3. Aus Rechtsgründen nicht zu beanstanden ist, daß das Landgericht den Angeklagten nicht wegen versuchten Betruges, § 263 Abs. 1 und 2 StGB, verurteilt hat. Bei einem Nettoeinkommen von 2.000 DM hätten dem Angeklagten nach Abzug von 1.000 DM "Bruttomiete" (d. h. einschließlich Nebenkosten) monatlich 1.000 DM für den laufenden Bedarf zur Verfügung gestanden.
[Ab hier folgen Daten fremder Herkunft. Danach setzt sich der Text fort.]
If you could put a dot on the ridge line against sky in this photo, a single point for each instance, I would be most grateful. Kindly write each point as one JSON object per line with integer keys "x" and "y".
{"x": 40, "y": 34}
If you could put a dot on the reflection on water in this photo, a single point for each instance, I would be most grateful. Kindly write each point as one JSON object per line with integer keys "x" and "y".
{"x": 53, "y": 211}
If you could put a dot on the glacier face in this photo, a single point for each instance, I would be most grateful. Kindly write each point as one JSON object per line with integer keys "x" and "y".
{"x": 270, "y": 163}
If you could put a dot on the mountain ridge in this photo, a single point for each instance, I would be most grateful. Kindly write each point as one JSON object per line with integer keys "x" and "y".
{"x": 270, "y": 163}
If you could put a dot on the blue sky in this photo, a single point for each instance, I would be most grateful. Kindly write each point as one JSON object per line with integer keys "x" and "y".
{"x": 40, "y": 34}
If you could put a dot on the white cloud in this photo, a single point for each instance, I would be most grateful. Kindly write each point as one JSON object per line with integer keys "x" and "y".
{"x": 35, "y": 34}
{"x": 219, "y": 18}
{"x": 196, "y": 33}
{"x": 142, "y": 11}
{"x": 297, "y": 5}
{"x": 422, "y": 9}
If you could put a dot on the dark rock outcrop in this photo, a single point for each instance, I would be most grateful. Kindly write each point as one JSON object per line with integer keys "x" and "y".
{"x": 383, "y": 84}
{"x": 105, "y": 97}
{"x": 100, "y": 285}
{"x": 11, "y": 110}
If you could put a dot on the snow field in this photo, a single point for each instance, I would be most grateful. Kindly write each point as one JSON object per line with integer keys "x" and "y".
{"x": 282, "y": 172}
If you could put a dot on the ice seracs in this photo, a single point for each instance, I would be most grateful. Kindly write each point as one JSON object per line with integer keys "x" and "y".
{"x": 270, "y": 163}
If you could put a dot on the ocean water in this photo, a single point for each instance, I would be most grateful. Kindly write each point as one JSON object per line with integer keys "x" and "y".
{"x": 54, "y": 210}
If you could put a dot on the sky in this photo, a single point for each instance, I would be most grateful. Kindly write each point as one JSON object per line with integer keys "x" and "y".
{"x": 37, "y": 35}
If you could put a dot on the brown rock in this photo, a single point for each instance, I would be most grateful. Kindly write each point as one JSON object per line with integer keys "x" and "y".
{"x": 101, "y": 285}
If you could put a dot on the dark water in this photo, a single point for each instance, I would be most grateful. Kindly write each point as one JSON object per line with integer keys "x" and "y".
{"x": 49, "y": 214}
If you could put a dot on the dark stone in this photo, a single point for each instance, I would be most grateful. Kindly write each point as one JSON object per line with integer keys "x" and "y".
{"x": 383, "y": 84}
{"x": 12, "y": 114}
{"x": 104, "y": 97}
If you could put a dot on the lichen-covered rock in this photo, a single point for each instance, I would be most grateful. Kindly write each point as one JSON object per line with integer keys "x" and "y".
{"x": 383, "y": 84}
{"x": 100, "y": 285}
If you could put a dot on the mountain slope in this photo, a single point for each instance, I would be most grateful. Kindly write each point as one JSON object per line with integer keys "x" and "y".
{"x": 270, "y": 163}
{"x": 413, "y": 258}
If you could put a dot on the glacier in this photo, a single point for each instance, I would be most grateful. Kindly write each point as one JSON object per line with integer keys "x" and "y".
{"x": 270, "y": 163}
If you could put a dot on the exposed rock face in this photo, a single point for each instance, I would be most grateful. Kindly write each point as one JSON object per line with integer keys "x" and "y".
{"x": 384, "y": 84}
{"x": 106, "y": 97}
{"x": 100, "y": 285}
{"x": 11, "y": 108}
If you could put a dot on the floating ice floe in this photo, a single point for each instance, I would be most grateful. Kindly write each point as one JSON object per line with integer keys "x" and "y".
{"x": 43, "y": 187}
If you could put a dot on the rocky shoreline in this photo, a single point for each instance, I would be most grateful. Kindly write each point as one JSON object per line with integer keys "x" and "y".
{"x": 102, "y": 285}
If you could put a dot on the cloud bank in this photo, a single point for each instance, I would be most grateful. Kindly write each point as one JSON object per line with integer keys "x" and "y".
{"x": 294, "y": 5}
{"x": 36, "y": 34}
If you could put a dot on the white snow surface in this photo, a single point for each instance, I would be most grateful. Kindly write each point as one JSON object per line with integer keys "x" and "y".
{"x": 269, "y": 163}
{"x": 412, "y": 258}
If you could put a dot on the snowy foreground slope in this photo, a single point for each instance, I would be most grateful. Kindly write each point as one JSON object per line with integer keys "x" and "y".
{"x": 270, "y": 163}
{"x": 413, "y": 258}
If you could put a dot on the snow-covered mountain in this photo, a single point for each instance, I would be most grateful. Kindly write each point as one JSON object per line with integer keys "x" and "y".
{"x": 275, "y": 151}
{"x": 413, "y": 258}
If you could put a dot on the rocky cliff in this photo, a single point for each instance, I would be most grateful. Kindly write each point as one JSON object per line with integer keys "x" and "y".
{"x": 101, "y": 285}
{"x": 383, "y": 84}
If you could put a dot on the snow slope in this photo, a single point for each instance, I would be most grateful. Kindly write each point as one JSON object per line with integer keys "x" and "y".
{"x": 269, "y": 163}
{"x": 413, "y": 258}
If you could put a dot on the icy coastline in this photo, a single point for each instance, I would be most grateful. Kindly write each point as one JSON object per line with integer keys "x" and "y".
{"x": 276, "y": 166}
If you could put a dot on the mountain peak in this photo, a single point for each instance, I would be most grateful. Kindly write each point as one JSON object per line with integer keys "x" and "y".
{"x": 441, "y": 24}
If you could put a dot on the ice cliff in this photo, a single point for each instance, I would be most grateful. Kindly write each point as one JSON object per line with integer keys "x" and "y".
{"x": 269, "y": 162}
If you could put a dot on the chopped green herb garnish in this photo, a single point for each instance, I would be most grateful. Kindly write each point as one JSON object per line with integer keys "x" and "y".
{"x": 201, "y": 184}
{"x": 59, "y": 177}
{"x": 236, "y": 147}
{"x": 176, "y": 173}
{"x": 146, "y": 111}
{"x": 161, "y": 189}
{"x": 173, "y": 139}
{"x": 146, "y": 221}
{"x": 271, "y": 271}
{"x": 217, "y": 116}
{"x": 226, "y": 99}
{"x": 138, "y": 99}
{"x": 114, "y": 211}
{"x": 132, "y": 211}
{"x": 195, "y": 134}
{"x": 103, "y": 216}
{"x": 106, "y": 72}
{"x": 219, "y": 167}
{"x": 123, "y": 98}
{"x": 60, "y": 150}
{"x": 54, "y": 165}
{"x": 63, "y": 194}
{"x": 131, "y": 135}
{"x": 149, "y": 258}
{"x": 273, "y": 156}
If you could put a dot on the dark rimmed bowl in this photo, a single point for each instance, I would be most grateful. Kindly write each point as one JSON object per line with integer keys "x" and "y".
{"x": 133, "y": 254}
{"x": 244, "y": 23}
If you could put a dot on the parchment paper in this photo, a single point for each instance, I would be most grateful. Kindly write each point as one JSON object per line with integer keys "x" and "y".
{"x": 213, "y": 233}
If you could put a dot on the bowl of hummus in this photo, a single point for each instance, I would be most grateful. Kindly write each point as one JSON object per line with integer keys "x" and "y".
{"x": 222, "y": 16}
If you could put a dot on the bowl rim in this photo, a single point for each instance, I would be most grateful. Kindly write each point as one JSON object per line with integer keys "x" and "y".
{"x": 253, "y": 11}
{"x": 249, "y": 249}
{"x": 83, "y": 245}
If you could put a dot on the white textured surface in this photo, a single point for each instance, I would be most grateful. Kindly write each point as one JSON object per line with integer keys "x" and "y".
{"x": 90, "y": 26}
Das war fast das Doppelte des Regelsatzes der Sozialhilfe (ohne Unterkunft), der von Juli 1997 bis Juni 1998 bei einem Alleinstehenden 539 DM monatlich betrug (§ 22 Abs. 2 Satz 1 BSHG, §§ 1 Abs. 1, 2 Satz 2 BundesregelsatzVO, § 1 RegelsatzVO NRW [GVBl. NW 1997, 114]). Deshalb ist es jedenfalls nicht rechtsfehlerhaft, daß das Landgericht nicht zu der Überzeugung gelangt ist, der angestrebte Abschluß eines Mietvertrages hätte das Vermögen des Vermieters gefährdet.

III.

1. Der Senat entscheidet gemäß § 354 Abs. 1 StPO in der Sache selbst, weil weitere tatsächliche Feststellungen nicht zu erwarten sind. Der Angeklagte ist freizusprechen.

2. Die Entscheidung über die Kosten des Verfahrens und die notwendigen Auslagen des Angeklagten folgt aus § 467 Abs. 1 StPO.